M. Merritt : Si vous considérez que ces accords sont conclus entre deux sociétés et que vous soutenez qu'ils ne devraient pas énoncer d'aspirations, vous dites simplement que ces sociétés ne doivent pas avoir d'ambition, qu'elles doivent éviter la controverse, régler les pacotilles et enterrer tout ce qui a un tant soit peu d'importance. L'entreprise serait tellement modeste par rapport à la nécessité de conclure des accommodements à long terme entre les peuples autochtones et les peuples non autochtones qu'il faudrait, pour commencer, se demander si cela en vaudrait vraiment la peine.
Les Autochtones, eux, se demanderaient pourquoi il faudrait renoncer à des droits de common law par rapport à des terres et à des ressources naturelles contre un traité constitutif d'une société engageant l'honneur de la Couronne, si c'est pour être soumis, tout de go, à une litanie d'ajustements. Je comprends ce qu'il dit. Il est vrai qu'il est difficile de combler une aspiration, et c'est précisément ce qui définit l'aspiration. Plus le document est important et plus les aspirations sont ambitieuses.
Comme M. Penikett vous l'a dit, il s'agit de documents qui relèvent de l'article 35 de la Constitution. À titre de comparaison, on pourrait dire que la Charte des droits et libertés est ambiguë du début à la fin et qu'elle donne lieu à toutes sortes d'interprétations et de conflits. Cependant, précisément parce qu'elle est très importante, il y a lieu de la concevoir, de la respecter et de l'appliquer, même si ce doit être très difficile. J'accepte son analyse, mais je crois qu'il s'est grossièrement trompé dans sa conclusion.
Le sénateur Hubley : Raymond Chrétien, le négociateur fédéral en chef, a témoigné devant ce comité. Il a travaillé dans l'esprit du document, plutôt que de le prendre à la lettre. Son approche a payé. Il a abordé cette tâche en se mettant pour objectif de parvenir à un résultat. Il a dû surmonter les difficultés soulevées par les deux côtés, mais les parties semblaient être conscientes que, cette fois-ci, elles iraient jusqu'au bout, si bien que d'énormes progrès ont été réalisés en trois petites années.
Dans quelle mesure serait-il difficile de reproduire cette expérience?
M. Aldridge : Nous aimerions trouver quelqu'un comme cela. Je ne sais pas combien il y en a de disponibles.
Le sénateur Hubley : Il doit y en avoir d'autres.

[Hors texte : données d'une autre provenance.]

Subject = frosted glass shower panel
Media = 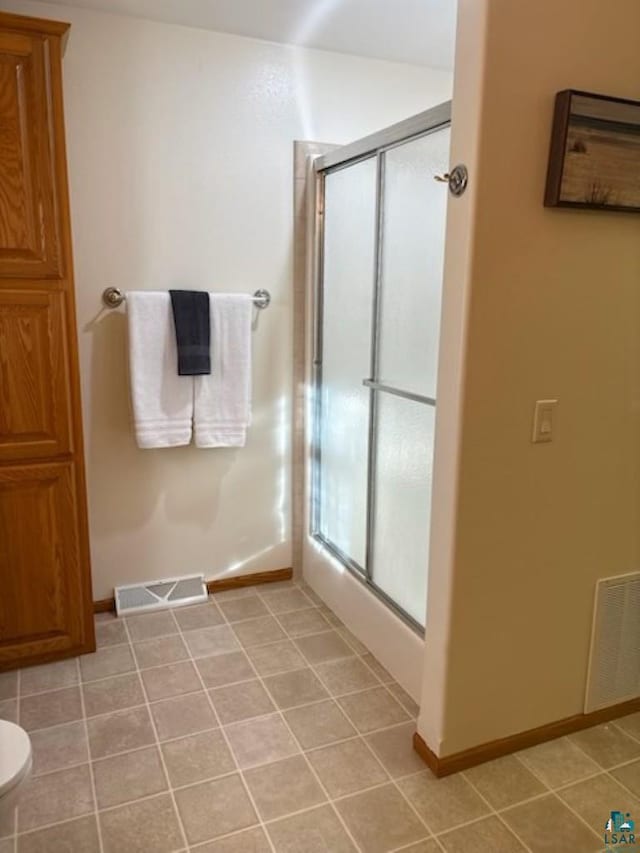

M. Aldridge : J'interprète cela d'une façon légèrement différente de M. Merritt. Quand on songe à l'enchaînement des accords de règlement des revendications territoriales, de l'entente de 1975 concernant la Baie James et le nord du Québec, jusqu'aux accords plus récents, on constate une évolution de style, de libellé et de forme dans ces textes importants.
Il fut une époque, dans les années 1980 et au début des années 1990, où les ententes comportaient davantage ce qu'on a décrit comme des « énoncés d'aspirations », autrement dit comme des libellés d'objectifs. D'un côté, pour les raisons mentionnées par M. Merritt, ce genre de libellé n'est pas mauvais, mais le cynique qui sommeille en moi a abordé la chose sous un angle légèrement différent.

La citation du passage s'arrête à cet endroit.